Der Ausschussvorsitzende Bernhard Seidenath (CSU) betonte allerdings, dass es nachteilig sei, wenn die Entnahme der siebten Dosis vorgeschrieben sei. Denn dann müsse der Arzt diese Dosis auch aus den Ampullen ziehen, jetzt sei es ihm freigestellt. Eine weitere Folge auch: Biontech rechnet nicht die gelieferten Fläschchen ab, sondern die verabreichten Dosen. So wurde es auch gehandhabt, als die möglichen Dosen von fünf auf sechs erhöht wurden. Somit sei die rechtliche Regelung jetzt „viel kommoder“, so Seidenath.
Die Gesundheitsbehörden hatten klargemacht, dass Ärzte zwar sieben
Dosen aus den Biontech-Ampullen entnehmen dürfen, dies aber in eigener Verantwortung geschehe. Fachleute sprechen von einem „Off-Label-Use“. Die Mediziner setzen dann ein Präparat außerhalb des von den Zulassungsbehörden genehmigten Anwendungsbereichs ein.
Allgemeinmediziner Kröner setzt sich seit Wochen für die zusätzlichen Dosen aus den Arzneimittelfläschchen ein. Seiner Ansicht nach würden unnötig zahlreiche Impfdosen weggeworfen, weil die Impfzentren immer nur sechs Spritzen aufziehen. Er wollte deswegen eine offizielle Freigabe der zusätzlichen Impfdosen, damit nicht „aus rein juristischen Gründen jeden Tag Tausende
Impfdosen ungenutzt entsorgt werden“. Für Kröner war das eine nicht hinnehmbare Vorgehensweise. Schließlich würden die Impfzentren vom Freistaat geführt. Da könne nicht der Arzt haftbar gemacht werden.

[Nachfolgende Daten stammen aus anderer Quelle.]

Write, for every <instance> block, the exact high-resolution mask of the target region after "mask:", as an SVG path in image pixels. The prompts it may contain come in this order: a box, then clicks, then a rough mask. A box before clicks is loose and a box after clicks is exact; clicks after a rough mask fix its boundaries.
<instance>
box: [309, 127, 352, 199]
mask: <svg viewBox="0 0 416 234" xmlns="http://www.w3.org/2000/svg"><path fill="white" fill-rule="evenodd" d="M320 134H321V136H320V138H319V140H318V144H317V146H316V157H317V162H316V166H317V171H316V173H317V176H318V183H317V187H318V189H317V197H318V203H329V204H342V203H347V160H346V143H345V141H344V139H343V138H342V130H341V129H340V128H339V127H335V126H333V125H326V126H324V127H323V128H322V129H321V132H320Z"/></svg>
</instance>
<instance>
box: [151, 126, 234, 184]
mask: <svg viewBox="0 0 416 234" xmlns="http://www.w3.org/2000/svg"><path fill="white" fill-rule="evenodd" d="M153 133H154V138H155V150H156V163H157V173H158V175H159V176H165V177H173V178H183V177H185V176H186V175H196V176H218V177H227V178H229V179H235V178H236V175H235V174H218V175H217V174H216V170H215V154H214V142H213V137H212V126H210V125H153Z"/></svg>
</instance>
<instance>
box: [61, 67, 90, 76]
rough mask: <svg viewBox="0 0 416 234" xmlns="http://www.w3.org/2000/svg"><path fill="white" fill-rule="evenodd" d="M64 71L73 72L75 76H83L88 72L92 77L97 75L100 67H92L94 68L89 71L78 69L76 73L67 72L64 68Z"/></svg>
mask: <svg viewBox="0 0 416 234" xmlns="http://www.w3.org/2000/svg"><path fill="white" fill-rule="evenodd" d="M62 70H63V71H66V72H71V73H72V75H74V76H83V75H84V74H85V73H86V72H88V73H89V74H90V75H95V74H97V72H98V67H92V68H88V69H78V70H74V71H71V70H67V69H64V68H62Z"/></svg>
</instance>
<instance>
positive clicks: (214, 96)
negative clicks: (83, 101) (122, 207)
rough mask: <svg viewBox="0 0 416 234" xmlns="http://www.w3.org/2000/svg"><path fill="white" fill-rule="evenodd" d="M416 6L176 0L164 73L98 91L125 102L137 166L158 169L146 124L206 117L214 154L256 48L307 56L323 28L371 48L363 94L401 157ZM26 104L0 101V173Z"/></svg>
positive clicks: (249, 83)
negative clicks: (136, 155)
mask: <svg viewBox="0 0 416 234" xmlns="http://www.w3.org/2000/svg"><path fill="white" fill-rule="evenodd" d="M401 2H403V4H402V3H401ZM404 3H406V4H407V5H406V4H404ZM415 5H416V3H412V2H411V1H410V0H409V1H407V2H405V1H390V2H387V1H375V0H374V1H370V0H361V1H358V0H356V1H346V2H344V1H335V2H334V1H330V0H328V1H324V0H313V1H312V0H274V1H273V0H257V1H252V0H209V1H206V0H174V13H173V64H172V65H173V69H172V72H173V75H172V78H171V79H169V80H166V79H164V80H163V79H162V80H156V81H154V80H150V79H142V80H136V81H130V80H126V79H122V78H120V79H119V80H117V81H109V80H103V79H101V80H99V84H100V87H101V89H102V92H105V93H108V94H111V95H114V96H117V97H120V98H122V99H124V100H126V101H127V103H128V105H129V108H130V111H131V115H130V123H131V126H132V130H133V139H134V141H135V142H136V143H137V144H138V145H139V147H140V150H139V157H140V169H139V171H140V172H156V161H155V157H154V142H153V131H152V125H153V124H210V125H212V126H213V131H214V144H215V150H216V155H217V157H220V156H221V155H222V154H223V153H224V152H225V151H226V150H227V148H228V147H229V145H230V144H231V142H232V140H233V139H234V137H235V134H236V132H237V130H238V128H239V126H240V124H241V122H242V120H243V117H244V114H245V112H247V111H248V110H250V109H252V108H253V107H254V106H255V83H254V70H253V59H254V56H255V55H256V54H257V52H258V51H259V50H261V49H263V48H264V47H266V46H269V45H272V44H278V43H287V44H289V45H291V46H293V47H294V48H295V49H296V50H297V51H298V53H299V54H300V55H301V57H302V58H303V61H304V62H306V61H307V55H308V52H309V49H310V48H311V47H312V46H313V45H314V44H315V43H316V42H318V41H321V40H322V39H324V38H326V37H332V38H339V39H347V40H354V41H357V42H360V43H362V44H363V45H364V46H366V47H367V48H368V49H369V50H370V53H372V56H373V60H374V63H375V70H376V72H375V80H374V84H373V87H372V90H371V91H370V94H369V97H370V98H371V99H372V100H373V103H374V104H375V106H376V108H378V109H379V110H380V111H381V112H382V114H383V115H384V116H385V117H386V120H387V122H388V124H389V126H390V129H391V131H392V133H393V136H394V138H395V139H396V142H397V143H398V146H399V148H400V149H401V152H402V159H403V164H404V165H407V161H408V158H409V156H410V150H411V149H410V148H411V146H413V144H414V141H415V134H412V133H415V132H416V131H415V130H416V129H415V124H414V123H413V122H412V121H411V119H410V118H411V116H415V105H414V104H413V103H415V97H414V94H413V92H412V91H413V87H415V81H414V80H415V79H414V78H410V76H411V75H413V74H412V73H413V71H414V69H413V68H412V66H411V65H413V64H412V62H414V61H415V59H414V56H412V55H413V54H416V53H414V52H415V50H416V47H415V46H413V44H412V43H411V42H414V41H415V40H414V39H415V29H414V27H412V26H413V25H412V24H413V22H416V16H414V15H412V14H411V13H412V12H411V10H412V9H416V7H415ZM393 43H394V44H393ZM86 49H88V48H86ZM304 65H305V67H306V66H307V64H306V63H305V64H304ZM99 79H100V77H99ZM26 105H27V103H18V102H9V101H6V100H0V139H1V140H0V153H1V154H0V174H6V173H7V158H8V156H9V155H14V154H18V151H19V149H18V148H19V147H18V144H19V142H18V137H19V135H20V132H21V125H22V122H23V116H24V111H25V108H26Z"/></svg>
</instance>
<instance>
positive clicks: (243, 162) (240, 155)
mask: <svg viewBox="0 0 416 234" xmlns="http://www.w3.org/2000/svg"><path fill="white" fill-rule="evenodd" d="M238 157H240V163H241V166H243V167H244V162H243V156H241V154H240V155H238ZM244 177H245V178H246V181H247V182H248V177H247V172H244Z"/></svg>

„Dieses Vorgehen der Impfstoffverschwendung kostet massiv Menschenleben“, so der Pfuhler Arzt, als er die Petition einreichte. Jetzt, nachdem der Gesundheitsausschuss seinen Antrag behandelte und er die Debatte bei Youtube im Live-Stream verfolgt hatte, gab er sich im Gespräch gemäßigter. Denn die Botschaft sei nun klar kommuniziert worden: Die Ärzte seien ermutigt worden, so oft es geht, die siebte Spritze zu verimpfen, so der Pfuhler Hausarzt.